Les deux hommes s’examinaient sans songer à reculer ou à avancer d’un pas. Farouches, mais autant l’un d’eux paraissait lourd, vulgaire, robuste, massif, autant l’autre avait une apparence fine, distinguée, élégante et majestueuse.

Le premier de ces hommes était Jean-Marie.

Jean-Marie, soudain, s’était senti empoigné à l’épaule, il n’avait pas autrement résisté. Depuis vingt-quatre heures qu’avait eu lieu le naufrage du Skobeleff, il vivait dans la crainte, redoutant à chaque instant que sa complicité avec les naufrageurs n’eût été soupçonnée, qu’on ne vînt l’arrêter.

Mais peu à peu, après la résistance machinale qu’il avait opposée à l’homme surgi de l’ombre pour se précipiter sur lui, Jean-Marie l’étudiait avec une certaine curiosité.

Il était enveloppé dans un grand manteau noir. Sur son front s’abaissait un chapeau mou noir, à grands bords souples.

— Que fais-tu par ici, Jean-Marie ?

— Vous regarde pas.

— Parle, je veux savoir.

— On m’interrogera plus tard si l’on veut, pour le moment je ne dirai rien, j’aurai bien le temps de causer au poste, fit Jean-Marie.

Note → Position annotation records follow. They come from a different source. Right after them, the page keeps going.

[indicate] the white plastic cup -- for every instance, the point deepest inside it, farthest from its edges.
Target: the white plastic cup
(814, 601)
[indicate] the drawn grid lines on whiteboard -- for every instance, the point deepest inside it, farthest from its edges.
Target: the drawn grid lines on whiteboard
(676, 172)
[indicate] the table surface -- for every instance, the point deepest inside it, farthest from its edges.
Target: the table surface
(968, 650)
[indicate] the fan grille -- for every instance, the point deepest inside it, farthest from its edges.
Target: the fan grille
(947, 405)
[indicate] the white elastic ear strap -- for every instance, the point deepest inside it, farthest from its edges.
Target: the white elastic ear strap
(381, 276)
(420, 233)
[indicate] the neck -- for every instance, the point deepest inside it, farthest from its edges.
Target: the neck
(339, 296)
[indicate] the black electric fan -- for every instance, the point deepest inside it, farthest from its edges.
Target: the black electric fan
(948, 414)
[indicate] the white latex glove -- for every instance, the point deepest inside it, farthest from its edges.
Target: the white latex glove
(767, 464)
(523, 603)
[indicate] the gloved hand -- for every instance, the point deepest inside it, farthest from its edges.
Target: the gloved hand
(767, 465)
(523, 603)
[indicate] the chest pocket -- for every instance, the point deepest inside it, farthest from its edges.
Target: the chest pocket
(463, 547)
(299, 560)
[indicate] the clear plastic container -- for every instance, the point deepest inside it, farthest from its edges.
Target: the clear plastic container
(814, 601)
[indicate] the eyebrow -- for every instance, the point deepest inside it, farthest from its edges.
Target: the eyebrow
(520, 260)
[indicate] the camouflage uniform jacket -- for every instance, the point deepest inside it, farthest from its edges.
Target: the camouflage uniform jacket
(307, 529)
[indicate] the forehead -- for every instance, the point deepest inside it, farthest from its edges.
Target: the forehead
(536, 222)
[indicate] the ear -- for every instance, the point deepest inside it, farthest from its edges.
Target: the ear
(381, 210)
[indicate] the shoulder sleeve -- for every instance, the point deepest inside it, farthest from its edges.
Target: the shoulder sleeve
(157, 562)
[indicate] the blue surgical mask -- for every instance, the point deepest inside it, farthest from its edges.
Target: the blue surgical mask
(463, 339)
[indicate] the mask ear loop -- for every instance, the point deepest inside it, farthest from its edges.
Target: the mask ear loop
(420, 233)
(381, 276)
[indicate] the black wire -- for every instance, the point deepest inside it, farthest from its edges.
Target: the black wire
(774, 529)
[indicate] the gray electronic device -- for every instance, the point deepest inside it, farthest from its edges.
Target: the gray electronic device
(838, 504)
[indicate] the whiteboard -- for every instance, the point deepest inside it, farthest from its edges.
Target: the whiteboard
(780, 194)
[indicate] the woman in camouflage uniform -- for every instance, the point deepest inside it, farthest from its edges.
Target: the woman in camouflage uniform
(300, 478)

— Me prends-tu donc pour un gendarme ?

— Non, mais pour un flic en civil.

— Tu te trompes, Jean-Marie. Je suis mieux que cela, tu ne m’as donc pas reconnu ?

— Non.

L’homme se pencha plus près encore de l’oreille du Breton, et, lentement :

— Je suis Fantômas, dit-il.

— Ah, répondit Jean-Marie, tant mieux, ou tant pis pour vous.

— Jean-Marie, poursuivit le bandit, sais-tu qu’il me suffirait d’une seconde de volonté pour t’abattre immédiatement à mes pieds. Tu n’as pas d’arme.

Jean-Marie haussa les épaules :

— À quoi cela vous servirait ? Vous êtes donc fou ? ou alors est-ce que vous avez l’intention de tuer pour le plaisir ?

— Je ne tue jamais sans raison. J’ai simplement voulu, Jean-Marie, te faire remarquer que tu étais en mon pouvoir.

Le Breton secoua lentement la tête :

— Je ne dépends de personne, on ne peut s’assurer les services de Jean-Marie qu’en lui donnant un peu d’or, le reste me laisse froid, je n’ai qu’un amour au monde, je n’ai qu’une passion.

Fantômas glissa dans la main velue du Breton quelques louis.

— Quel est donc ton métier ?

— Pourquoi me demandez-vous cela ?

— Pour savoir. On pourrait t’employer.

— Je sais tuer comme personne : je suis équarrisseur. Voilà longtemps, très longtemps déjà que je n’ai rien fait. Il faut que je reprenne le métier, je regrette Paris, voyez-vous, et j’y retournerai bientôt.

— C’est là, sans doute, Jean-Marie, que tu retrouveras tes amours. J’ai entendu dire qu’une certaine Fleur-de-Rogue…

— Je me moque des femmes, et ne ferais pas un pas pour elles. Je n’ai qu’un amour, vous ai-je dit, qu’une passion.

— Laquelle ?

— Le sang, je veux voir couler du sang.

Fantômas, qui avait maintes fois entendu parler, dans les milieux d’apaches auxquels il commandait mystérieusement, de Jean-Marie l’équarrisseur et de sa cruauté proverbiale, se disait qu’il y avait évidemment là un serviteur précieux dont il convenait de s’assurer les bonnes grâces.